- Location: Queensland
- Nearest city: Yeppoon
- Coordinates: 23°02′30″S 150°52′18″E﻿ / ﻿23.04167°S 150.87167°E
- Area: 7.20 km^{2} (2.78 sq mi)
- Established: 1994
- Governing body: Queensland Parks and Wildlife Service
- Website: Official website

= Keppel Bay Islands National Park =

National park in Queensland, Australia

Keppel Bay Islands are part of both a national park and a scientific national park in Queensland, Australia, respectively 538 km and 518 km northwest of Brisbane. Keppel Bay Islands National Park includes 13 islands, positioned in Keppel Bay, off the coast of Yeppoon and Emu Park on the Capricorn Coast. The largest island in the Keppel Group, Great Keppel Island, is a popular tourist attraction and not part of the national park.

==North Keppel Island==
From the early 1950s to about 1994, a small resort of about twelve cabins on North Keppel Island was operated by Mr Walls, a former train driver. "Old" Mr Walls was assisted by his daughter, Geraldine, and her husband, who also lived on the island. His son Tim Walls operated the boat service to the island, firstly in a boat called the Somerset, out of Ross Creek, Yeppoon, then in a larger boat called the Keppel Star, out of the Roslyn Bay Boat Harbour.

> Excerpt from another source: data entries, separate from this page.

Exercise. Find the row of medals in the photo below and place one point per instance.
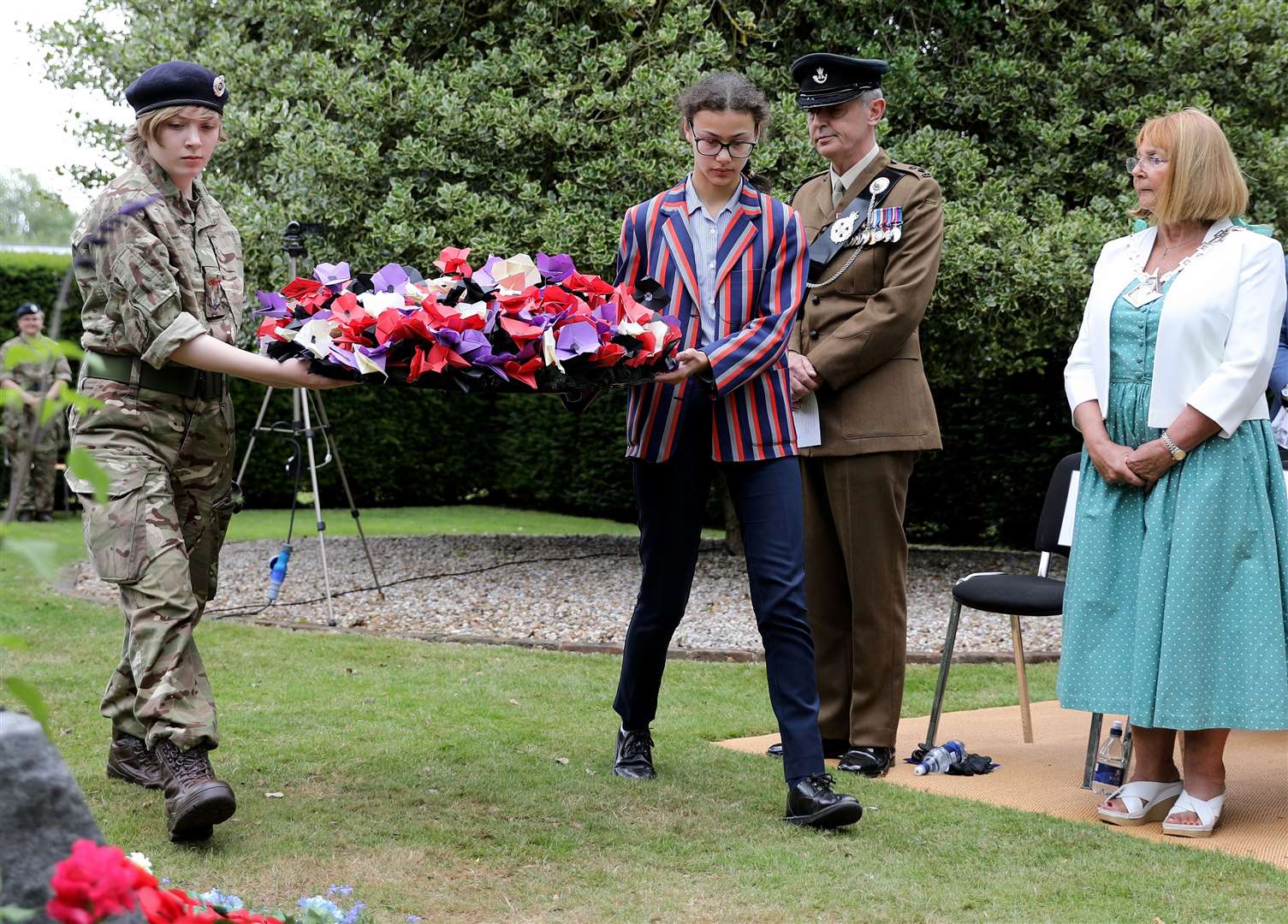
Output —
(884, 225)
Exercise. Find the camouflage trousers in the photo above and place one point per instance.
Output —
(38, 493)
(157, 538)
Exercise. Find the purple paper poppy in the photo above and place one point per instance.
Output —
(555, 268)
(484, 278)
(333, 273)
(576, 339)
(273, 305)
(389, 278)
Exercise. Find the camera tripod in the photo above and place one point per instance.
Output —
(306, 406)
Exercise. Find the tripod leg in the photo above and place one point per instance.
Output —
(348, 492)
(301, 407)
(259, 423)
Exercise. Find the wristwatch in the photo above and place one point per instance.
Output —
(1178, 453)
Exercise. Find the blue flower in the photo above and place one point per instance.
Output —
(323, 906)
(217, 897)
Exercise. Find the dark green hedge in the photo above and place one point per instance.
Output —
(35, 277)
(532, 127)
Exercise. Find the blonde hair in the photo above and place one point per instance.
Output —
(148, 127)
(1204, 181)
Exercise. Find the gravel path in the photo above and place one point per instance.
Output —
(569, 589)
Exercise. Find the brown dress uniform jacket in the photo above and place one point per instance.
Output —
(861, 332)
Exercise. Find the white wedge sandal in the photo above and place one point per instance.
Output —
(1144, 802)
(1207, 809)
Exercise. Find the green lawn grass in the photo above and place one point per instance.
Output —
(429, 778)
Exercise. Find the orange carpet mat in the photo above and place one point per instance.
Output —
(1046, 776)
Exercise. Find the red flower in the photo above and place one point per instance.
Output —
(454, 260)
(308, 293)
(94, 882)
(174, 906)
(608, 354)
(591, 285)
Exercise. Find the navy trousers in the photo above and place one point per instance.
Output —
(671, 497)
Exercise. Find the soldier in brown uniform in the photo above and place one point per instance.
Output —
(876, 232)
(163, 293)
(36, 378)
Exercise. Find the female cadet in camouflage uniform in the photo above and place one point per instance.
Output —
(163, 301)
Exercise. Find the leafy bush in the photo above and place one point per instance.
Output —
(532, 127)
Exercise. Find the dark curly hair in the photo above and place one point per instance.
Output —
(728, 92)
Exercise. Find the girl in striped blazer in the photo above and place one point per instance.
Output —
(733, 262)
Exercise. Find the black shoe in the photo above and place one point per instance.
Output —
(195, 801)
(130, 760)
(634, 755)
(832, 747)
(869, 761)
(813, 803)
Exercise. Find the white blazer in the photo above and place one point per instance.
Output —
(1216, 336)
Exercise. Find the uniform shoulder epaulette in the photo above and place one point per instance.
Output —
(801, 184)
(912, 169)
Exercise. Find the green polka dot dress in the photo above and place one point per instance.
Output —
(1173, 610)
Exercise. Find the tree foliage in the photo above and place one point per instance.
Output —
(31, 214)
(531, 127)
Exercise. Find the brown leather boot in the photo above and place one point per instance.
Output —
(195, 801)
(130, 760)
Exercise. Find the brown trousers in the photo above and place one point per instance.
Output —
(856, 589)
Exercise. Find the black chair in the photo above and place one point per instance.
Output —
(1019, 595)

More recently the island has been run by the Queensland Parks and Wildlife Service.

Camping, reef walking, boating, fishing, wildlife watching, diving and snorkelling are all popular activities within the park.

Konomie Island Environmental Education Centre is operated by the Queensland Department of Education. It runs programs for school groups about the environment of North Keppel Island.